Dr. de Zylva and his wife are active members of their church. As a Lay Leader of the Anglican Church in Wellington, Auckland and Waiapu dioceses from 1959-85, he has led worship in many churches. He has served on vestry since 1959, and is still a Vestryman. She was the organist at St John’s Church in Gisborne for many years. They were active supporters of the Bible Society in Gisborne, and continue to support its work in Napier.
He is a keen bass singer. He got his good voice from his membership of a choir since school days at Trinity in Kandy . He has been a member Church choirs and of Choral Societies in Colombo , Feilding, Palmerston North, Auckland (Dorians), and Gisborne. He and his wife now sing with the Napier Civic Choir.
He was Chairman of the Government Services Association Branch in Gisborne for many years and is now on the Hawkes Bay Committee.
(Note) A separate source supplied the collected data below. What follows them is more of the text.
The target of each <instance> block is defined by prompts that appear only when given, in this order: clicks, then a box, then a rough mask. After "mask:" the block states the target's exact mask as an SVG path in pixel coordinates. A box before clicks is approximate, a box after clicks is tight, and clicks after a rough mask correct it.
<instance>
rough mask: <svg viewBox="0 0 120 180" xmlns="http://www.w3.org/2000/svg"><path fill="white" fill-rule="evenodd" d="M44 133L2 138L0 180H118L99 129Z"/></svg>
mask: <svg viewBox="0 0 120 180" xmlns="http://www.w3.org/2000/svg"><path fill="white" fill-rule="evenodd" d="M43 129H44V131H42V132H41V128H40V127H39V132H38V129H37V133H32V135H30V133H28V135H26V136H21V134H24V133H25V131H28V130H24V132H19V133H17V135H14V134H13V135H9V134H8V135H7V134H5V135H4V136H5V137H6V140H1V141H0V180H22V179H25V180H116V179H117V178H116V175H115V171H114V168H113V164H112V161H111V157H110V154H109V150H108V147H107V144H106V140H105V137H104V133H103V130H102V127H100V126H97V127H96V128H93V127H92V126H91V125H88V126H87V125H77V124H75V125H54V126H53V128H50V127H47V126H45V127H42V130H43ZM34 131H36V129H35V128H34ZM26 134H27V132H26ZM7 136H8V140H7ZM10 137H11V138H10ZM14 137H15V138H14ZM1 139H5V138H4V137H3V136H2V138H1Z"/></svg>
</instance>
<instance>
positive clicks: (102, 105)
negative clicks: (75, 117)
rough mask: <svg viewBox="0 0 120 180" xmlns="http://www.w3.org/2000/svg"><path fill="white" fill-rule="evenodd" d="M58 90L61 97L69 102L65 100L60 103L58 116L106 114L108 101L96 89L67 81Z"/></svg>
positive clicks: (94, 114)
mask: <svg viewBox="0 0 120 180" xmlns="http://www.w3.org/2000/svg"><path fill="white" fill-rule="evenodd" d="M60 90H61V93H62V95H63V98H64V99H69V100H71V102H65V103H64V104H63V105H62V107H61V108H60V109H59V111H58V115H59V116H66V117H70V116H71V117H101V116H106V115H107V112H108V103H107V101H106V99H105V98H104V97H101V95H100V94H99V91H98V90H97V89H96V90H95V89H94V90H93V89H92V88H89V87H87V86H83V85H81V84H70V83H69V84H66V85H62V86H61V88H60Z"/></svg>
He distinguished himself as a singer with the New Zealand Festival Choir, Wellington and with the World Festival Choir in Melbourne, Sydney and Brisbane in 1994 in a performance of the Verdi Requiem with Luciano Pavarotti as the tenor soloist
His wife Irma is a daughter of Rev. Clarence Nathanielsz, former Charity Commissioner and Founder of the Lady Lochore Loan Fund in Colombo. This was a fund that rendered yeoman service to thousands of indebted Public Servants. She was born in Newhaven Conn. where her father was pastor of the local Church. They first met in Colombo in 1936 when she was still in school, and were married in the Methodist Church , Colpetty in 1943. They are now very happy great grand-parents. They have travelled widely, meeting members of their widely dispersed family and friends and renewing past associations in many countries.
God has blessed Dr. de Zylva with good health and long life. He is as proud of his country of birth as he is of his country of adoption, and associates with Sri Lankans whenever the opportunity arises in the midst of his busy life.
“I have a number of undertakings in the community which give me a great deal of satisfaction and opportunities to serve others, which has been an important part of my life,” says Dr. de Zylva.
The Sri LankanNZ Web site is pleased to record the life of a distinguished son of Sri Lanka, a fatherly figure in its midst. GOD BLESS AND GRANT HIM GOOD HEALTH AND LONG LIFE.